Secondo i dati dell’International Trade Administration analizzati dal Financial Times, a marzo 2025 i viaggiatori provenienti dall’Europa occidentale che hanno passato almeno una notte negli USA sono calati del 17% rispetto allo stesso mese dell’anno scorso. E in certi Paesi, come Irlanda, Norvegia e Germania, la fuga è ancora più netta: -20%.
Colpa di chi? Di chi fa i controlli in dogana, ma anche di chi li comanda.
La nuova era Trump – fatta di tensioni politiche, muscoli economici e parole al vetriolo – ha reso il sogno americano un po’ meno sognabile.
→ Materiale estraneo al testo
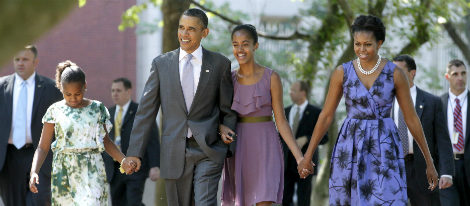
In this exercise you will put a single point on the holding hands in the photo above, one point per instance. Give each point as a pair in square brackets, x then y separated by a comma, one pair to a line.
[130, 165]
[305, 167]
[227, 135]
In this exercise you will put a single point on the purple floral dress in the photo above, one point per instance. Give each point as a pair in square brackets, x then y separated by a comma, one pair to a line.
[365, 164]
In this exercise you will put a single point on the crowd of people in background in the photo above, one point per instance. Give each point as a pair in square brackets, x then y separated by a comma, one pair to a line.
[398, 145]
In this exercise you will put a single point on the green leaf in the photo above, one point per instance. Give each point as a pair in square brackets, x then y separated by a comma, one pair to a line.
[81, 3]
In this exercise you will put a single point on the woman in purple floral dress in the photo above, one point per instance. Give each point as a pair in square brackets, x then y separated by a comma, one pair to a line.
[367, 166]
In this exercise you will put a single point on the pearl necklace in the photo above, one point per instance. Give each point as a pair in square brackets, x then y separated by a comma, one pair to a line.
[370, 71]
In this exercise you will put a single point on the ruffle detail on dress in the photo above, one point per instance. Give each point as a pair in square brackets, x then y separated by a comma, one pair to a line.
[247, 103]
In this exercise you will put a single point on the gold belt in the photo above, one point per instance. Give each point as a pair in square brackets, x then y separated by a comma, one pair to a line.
[255, 119]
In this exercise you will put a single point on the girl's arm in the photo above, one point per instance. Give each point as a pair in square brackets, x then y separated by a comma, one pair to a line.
[111, 148]
[280, 117]
[40, 155]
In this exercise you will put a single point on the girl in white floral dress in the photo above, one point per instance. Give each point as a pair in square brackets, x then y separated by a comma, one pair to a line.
[80, 126]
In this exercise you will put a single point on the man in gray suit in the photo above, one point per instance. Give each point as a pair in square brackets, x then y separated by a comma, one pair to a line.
[193, 86]
[431, 114]
[24, 99]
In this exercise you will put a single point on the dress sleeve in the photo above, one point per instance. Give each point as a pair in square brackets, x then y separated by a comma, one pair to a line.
[49, 116]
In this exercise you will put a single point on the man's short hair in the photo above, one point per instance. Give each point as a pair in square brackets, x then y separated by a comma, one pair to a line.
[33, 49]
[409, 61]
[126, 82]
[198, 14]
[304, 86]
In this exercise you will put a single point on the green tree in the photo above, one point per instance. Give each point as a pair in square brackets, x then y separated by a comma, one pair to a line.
[24, 21]
[412, 23]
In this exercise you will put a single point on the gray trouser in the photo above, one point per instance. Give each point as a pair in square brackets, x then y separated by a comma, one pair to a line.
[199, 180]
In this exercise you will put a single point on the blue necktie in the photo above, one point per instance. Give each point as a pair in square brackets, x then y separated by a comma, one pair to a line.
[19, 126]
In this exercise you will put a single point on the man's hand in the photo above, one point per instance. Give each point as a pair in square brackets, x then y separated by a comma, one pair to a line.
[154, 173]
[445, 182]
[301, 141]
[131, 165]
[227, 135]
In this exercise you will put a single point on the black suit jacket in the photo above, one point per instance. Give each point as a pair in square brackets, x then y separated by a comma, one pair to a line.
[445, 101]
[45, 94]
[151, 157]
[306, 125]
[431, 114]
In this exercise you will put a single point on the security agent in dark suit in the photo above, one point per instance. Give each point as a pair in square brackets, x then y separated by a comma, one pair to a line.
[456, 74]
[431, 114]
[21, 109]
[302, 118]
[128, 189]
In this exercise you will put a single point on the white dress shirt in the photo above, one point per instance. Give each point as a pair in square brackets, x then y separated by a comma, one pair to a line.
[124, 111]
[450, 115]
[294, 109]
[395, 115]
[30, 85]
[196, 61]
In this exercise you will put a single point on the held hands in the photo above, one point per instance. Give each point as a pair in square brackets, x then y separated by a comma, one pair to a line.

L’immagine di una frontiera ostile, di uno Stato meno aperto e più sorvegliante, ha spento la voglia di partire.
Se prima viaggiare negli USA era un rito d’iniziazione per ogni ventenne con zaino Eastpak e desideri di libertà, oggi è un labirinto di visti, timori e sguardi sospettosi alla dogana. Il messaggio è chiaro: “Welcome” non è più la prima parola che leggi all’aeroporto.
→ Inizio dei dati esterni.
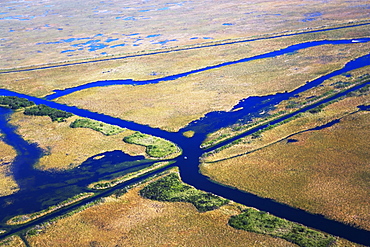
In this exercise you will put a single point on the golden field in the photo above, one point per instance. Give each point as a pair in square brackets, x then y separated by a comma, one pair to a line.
[308, 97]
[13, 241]
[171, 105]
[134, 221]
[43, 82]
[306, 121]
[191, 23]
[7, 184]
[324, 172]
[131, 220]
[67, 147]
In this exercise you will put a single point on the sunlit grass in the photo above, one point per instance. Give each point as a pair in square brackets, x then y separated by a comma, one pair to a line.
[155, 147]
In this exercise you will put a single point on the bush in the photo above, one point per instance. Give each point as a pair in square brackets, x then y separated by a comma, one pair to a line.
[44, 110]
[14, 102]
[171, 189]
[264, 223]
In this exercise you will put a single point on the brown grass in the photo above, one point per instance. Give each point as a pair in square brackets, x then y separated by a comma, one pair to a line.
[193, 19]
[173, 104]
[134, 221]
[12, 241]
[304, 122]
[131, 220]
[68, 147]
[7, 184]
[43, 82]
[325, 172]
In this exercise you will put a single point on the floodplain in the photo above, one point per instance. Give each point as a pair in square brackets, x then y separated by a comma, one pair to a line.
[167, 80]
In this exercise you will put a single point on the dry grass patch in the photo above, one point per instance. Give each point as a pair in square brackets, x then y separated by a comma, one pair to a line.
[304, 122]
[8, 185]
[13, 241]
[173, 104]
[324, 172]
[32, 42]
[43, 82]
[67, 147]
[134, 221]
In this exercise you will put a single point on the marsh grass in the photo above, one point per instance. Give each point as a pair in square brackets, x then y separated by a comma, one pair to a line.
[171, 105]
[131, 220]
[323, 171]
[265, 223]
[171, 189]
[310, 119]
[104, 184]
[106, 129]
[155, 147]
[65, 147]
[13, 241]
[22, 219]
[8, 185]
E allora l’Europa gira il timone. Preferisce restare dentro Schengen, scoprire i Balcani, magari volare in Asia.
Perché l’America – quella del cinema, delle highways e dei cheeseburger – è ancora là, ma per un numero crescente di europei è diventata una destinazione troppo complicata, troppo cupa, troppo trumpiana.